Instruments produced to measure transformational models of leadership and leadership roles in studies by Darling-Hammond et al (2007) and Davis et al (2005) have been successful in examining the connections between leadership within the institution and other models associated with external networks.Further, these have to be used to demonstrate the predictive validity for important employee outcomes regarding their values in relation to social structures based upon professionalism. Brown et al (2004) show that leadership roles can be related to qualities such as considerate behaviour, trust in the leader, honesty, openness, interaction fairness and socialised charismatic leadership traits which can be measured by the influence dimension model of transformational leadership.In this circumstance, the role of leadership itself is not subsumed by any of these qualities. This qualitative approach to the evaluation process of future action can help in predicting leadership outcomes within a representative group. Brinkman and Kirschner (1994) outline these predictions as perceived effectiveness of the leader, followers’ role satisfaction and dedication and a willingness to report problems to management.
It was concluded in these research findings that constructing a relationship on the basis of this model could be applied to other construct designs by developing an explicit definition of a transformational leadership based upon self reflection.
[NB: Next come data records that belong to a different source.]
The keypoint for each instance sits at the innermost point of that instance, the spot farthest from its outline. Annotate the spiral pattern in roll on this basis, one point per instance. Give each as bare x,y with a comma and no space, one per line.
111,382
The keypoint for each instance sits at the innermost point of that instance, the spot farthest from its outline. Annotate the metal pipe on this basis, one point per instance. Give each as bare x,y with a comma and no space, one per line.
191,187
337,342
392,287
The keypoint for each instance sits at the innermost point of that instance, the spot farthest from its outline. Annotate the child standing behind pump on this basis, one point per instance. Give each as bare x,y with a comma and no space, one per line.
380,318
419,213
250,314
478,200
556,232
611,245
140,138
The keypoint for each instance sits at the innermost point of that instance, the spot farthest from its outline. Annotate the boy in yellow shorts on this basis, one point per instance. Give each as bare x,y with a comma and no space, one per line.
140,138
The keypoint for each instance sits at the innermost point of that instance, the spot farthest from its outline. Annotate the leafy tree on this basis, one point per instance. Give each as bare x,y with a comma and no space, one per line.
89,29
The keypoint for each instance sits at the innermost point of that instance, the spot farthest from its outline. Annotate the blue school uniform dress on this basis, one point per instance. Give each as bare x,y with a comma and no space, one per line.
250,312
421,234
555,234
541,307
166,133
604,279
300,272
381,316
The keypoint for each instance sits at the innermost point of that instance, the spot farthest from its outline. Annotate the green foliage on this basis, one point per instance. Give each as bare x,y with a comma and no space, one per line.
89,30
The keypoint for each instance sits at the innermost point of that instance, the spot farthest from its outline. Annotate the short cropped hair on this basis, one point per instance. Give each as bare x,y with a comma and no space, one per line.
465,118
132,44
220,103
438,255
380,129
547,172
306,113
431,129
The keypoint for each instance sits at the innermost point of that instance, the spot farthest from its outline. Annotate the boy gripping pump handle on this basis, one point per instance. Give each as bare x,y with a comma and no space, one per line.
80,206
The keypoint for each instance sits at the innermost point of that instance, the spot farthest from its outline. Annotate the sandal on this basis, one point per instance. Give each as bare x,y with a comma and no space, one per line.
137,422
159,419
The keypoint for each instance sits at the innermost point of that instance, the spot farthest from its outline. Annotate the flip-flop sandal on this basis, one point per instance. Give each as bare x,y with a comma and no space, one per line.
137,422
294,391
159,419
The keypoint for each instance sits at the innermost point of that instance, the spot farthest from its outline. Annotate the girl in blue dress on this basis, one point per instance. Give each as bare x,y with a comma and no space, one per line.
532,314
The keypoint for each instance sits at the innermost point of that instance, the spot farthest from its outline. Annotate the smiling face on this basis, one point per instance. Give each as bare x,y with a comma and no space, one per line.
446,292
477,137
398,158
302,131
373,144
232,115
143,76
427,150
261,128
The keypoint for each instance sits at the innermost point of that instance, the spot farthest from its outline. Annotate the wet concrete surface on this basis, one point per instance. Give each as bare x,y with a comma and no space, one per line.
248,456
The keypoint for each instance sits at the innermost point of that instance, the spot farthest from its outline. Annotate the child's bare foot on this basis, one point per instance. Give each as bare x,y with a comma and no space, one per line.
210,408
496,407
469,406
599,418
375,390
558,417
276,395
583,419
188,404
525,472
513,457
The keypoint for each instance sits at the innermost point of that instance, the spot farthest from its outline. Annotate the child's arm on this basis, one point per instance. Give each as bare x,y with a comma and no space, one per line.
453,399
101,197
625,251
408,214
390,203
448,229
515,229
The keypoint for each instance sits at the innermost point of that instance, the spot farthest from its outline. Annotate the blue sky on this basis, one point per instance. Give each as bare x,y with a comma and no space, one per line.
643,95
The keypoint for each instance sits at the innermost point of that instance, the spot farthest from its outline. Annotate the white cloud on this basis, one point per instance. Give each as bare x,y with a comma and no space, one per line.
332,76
It was found by research conducted by Bono and Judge (2004) that leaders who could influence employee outcomes were viewed as attractive, credible, and legitimate role models’ who were prepared to engage in normatively appropriate behaviour and make their own values realised and distributed throughout the organisation.This compromises the hieratic dependency on power relations and reveals that by being reflective in one’s capacity to lead one can distribute leadership duties and values to employees within the education environment. In such studies, employee perception was defined in terms of altruistic motivation and creation of a just work environment all of which contributed to the attractiveness, credibility, and legitimacy of the leadership role.